20151111_CDU_CSU_fraktion im bundestag11. November 2015 | CDU Landesgruppe Sachsen setzt sich für eine rasche gesetzliche Neubestimmung des Familiennachzugs von Flüchtlingen ein.

„Wir unterstützen Thomas de Maizière dabei, dass der angemessene Schutzstatus gerade von syrischen Flüchtlingen individuell geprüft werden muss. Anders werden wir dem immensen Zuzug nicht gerecht. Das gilt nach den Entscheidungen des Koalitionsausschusses insbesondere für die Frage des Familiennachzugs. Einen Nachzug von Angehörigen in Zahl und Umfang, wie er angesichts der hohen Flüchtlingszahlen absehbar ist, wäre unter keinen Umständen zu stemmen. Das muss auch dem Koalitionspartner klar sein“, sagte Michael Kretschmer, der Vorsitzende der CDU-Landesgruppe Sachsen, nach der Sitzung der Landesgruppe am Montag, dem 09. November 2015.

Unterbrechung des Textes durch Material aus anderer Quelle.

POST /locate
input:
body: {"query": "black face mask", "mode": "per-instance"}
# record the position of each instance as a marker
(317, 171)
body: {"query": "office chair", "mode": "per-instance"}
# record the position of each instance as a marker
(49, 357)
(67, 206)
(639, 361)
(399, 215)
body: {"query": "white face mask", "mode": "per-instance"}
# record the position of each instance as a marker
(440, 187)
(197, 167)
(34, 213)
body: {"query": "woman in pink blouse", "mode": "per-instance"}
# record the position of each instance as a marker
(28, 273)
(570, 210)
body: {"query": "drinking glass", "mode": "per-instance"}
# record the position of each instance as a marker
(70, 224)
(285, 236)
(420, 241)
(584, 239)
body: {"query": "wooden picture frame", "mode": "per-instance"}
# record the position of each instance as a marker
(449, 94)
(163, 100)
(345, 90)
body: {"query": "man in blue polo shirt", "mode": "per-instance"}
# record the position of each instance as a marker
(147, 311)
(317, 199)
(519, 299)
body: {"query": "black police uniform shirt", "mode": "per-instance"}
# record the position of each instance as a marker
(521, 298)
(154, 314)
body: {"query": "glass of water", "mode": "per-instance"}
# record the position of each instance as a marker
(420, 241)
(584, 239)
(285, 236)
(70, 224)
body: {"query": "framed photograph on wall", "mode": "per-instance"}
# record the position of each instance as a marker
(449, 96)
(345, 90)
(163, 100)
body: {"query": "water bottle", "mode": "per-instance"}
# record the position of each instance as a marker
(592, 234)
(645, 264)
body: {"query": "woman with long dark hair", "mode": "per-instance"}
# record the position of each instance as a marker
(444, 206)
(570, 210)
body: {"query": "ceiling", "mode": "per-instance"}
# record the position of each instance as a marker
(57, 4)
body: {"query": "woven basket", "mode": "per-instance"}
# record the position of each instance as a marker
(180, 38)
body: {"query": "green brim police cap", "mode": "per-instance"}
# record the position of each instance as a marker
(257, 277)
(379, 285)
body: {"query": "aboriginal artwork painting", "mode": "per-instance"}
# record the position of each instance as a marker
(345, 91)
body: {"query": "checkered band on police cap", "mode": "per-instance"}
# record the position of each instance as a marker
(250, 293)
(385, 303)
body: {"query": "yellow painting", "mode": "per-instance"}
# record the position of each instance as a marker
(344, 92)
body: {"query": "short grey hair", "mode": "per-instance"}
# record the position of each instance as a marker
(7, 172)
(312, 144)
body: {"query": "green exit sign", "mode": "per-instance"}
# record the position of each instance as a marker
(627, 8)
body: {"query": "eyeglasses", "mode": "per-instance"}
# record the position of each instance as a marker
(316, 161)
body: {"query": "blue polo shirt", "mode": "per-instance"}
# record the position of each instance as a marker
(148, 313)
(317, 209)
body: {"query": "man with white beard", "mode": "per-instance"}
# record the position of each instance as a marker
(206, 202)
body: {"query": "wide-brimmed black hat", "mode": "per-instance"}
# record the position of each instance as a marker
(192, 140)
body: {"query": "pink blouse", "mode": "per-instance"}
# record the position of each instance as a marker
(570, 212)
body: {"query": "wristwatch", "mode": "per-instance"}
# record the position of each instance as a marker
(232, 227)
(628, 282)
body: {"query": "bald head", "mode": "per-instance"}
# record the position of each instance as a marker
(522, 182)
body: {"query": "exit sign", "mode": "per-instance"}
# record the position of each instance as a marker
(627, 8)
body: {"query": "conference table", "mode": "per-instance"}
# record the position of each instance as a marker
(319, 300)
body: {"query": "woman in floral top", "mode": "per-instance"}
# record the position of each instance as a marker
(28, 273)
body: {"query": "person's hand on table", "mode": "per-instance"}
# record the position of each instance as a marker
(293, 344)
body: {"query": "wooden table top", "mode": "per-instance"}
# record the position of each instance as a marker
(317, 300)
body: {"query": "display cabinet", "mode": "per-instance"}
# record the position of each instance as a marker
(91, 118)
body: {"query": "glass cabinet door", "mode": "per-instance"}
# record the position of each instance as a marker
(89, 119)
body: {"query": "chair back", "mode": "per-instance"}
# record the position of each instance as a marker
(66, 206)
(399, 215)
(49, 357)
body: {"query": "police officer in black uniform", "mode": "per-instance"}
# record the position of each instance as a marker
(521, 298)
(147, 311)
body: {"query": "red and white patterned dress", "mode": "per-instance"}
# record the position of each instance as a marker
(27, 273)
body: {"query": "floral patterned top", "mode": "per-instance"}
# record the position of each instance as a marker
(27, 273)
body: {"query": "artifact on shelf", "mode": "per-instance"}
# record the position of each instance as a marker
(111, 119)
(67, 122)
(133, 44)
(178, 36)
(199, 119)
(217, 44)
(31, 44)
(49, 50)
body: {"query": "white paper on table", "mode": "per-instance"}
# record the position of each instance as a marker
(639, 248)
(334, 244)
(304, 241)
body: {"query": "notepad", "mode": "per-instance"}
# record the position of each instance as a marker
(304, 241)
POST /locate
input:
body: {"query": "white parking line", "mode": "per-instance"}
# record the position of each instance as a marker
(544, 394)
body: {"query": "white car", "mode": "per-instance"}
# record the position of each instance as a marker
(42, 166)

Die sächsischen Abgeordneten stärkten in ihrer Sitzung einstimmig die Position des Bundesinnenministers, entsprechend der Verabredung zwischen den Parteivorsitzenden der Großen Koalition jetzt rasch das Gesetz zu ändern, um den Familiennachzug zu begrenzen. „Dies ist ein ganz wichtiges Signal, das wir senden müssen. Schon jetzt können wir bei der Vielzahl an Anträgen keinerlei Hoffnung machen, dass der Wunsch nach Familienzusammenführung schnell beschieden werden kann. Solange es nicht gelingt, den Zuzug insgesamt zu begrenzen, bleibt dieser für alle Seiten unzumutbare Zustand erhalten“, erklärte Kretschmer.